Application Scenario:

For Absolute Configuration: Apply Mosher’s method (¹H NMR analysis of (R)- and (S)-MTPA esters) to determine the absolute configuration of secondary alcohols. Requires ~0.5-1 mg per derivative.
For Crystallography: Synthesize a heavy-atom containing derivative (e.g., bromobenzoate) to facilitate crystal structure solution.
For ECD: Create a chromophoric derivative (e.g., para-dimethylaminobenzoate ester) for ECD analysis of aliphatic alcohols.

Limitations: Requires additional synthetic steps, consumes more material, and assumes the derivatization proceeds with known stereochemistry. Not suitable for compounds unstable to reaction conditions.
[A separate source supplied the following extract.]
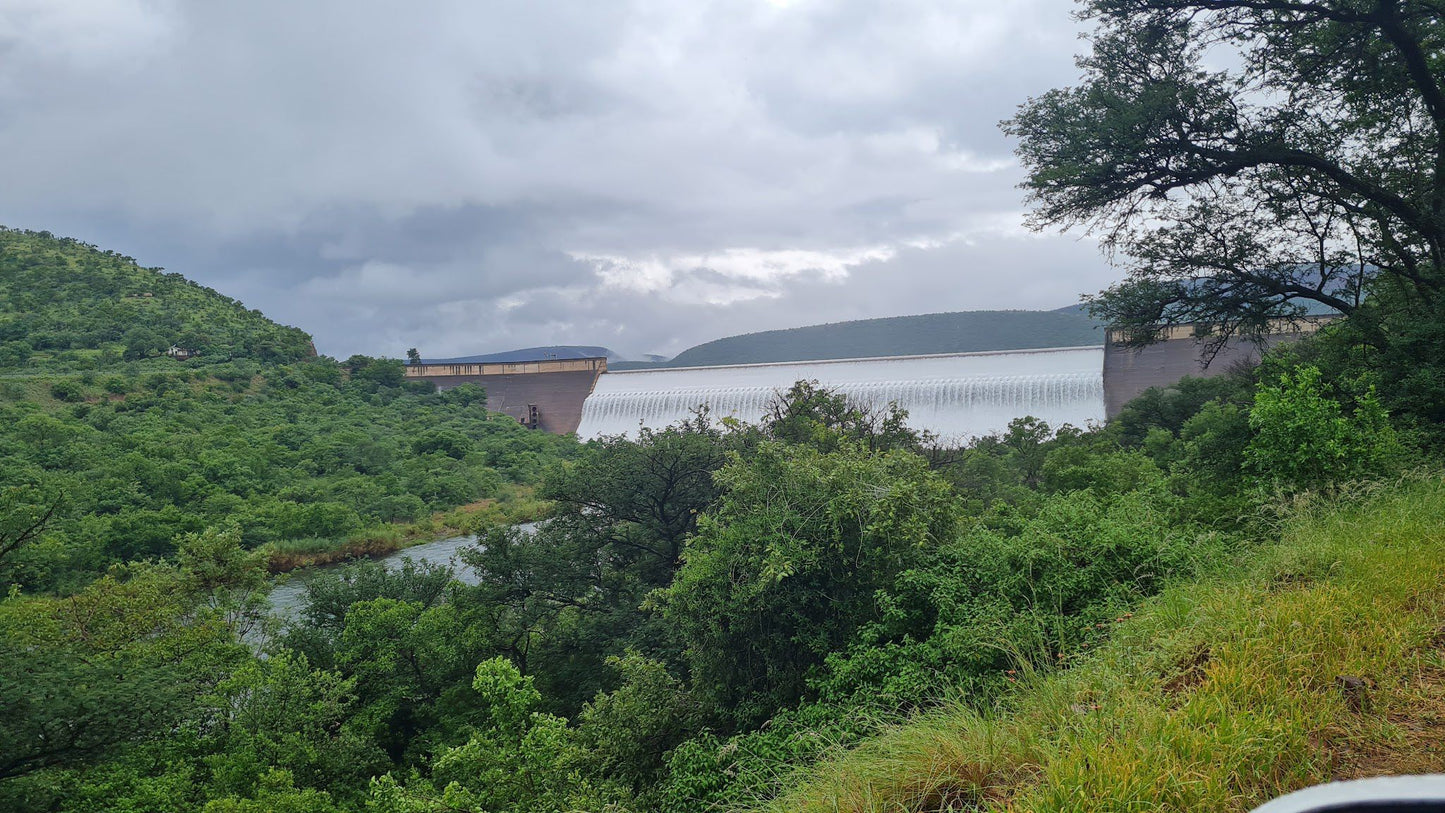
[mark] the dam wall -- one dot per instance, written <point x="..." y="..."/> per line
<point x="1129" y="371"/>
<point x="555" y="387"/>
<point x="955" y="396"/>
Quantitative Comparison & Decision Table

Table 1: Comparison of Complementary Techniques for Stereochemical Analysis

Feature	ECD	VCD	X-ray Crystallography	Chemical Derivatization (e.g., Mosher's)
Sample Need	0.1-1 mg	0.5-5 mg	0.1-1 mg (for crystal)	0.5-2 mg (per derivative)
Key Requirement	UV Chromophore	Computational model	Single, quality crystal	Reactive functional group
Timeframe	Days to weeks	Weeks	Days to months	Days to weeks
Information Gained	Absolute configuration	Absolute configuration	Full 3D structure	Relative/absolute configuration
Unambiguity	Model-dependent	Model-dependent	Unambiguous (with anomalous scatterers)	High (if reaction known)
Primary Cost	Computation/Instrument	Computation/Instrument	Instrument/Personnel	Reagents/Personnel

Detailed Experimental Protocols

Protocol for ECD Analysis and Computational Comparison

Objective: Determine absolute configuration via experimental ECD and Time-Dependent Density Functional Theory (TD-DFT) simulation.

Materials:

HR-ESIMS/NMR-characterized compound (0.1-1 mg).
Spectroscopic-grade solvent (e.g., acetonitrile, methanol).
Quartz ECD cuvette (path length 0.1-1 mm).
ECD spectrometer.
Computational software (e.g., Gaussian, ORCA).

Procedure:

Sample Preparation: Accurately weigh compound. Dissolve in appropriate solvent to an absorbance of <2 in the region of interest. Filter (0.2 µm PTFE) if necessary.
Experimental ECD: Acquire ECD spectrum (typically 190-400 nm). Parameters: bandwidth 1 nm, step size 0.5 nm, scan speed 100 nm/min, 3-5 accumulations. Subtract solvent baseline.
Computational Modeling: a. Use DFT (e.g., B3LYP/6-31+G(d,p)) to optimize the geometry of proposed stereoisomer(s). b. Perform conformational search to identify low-energy conformers (>1% population). c. At a higher theory level (e.g., CAM-B3LYP/def2-TZVP), calculate excited states and rotational strengths for each conformer. d. Boltzman-weight and sum the spectra of all conformers. Apply a Gaussian broadening function (σ ~0.3 eV).
Comparison: Compare the sign and shape of key Cotton effects in the experimental and simulated spectra. Match confirms the tested absolute configuration.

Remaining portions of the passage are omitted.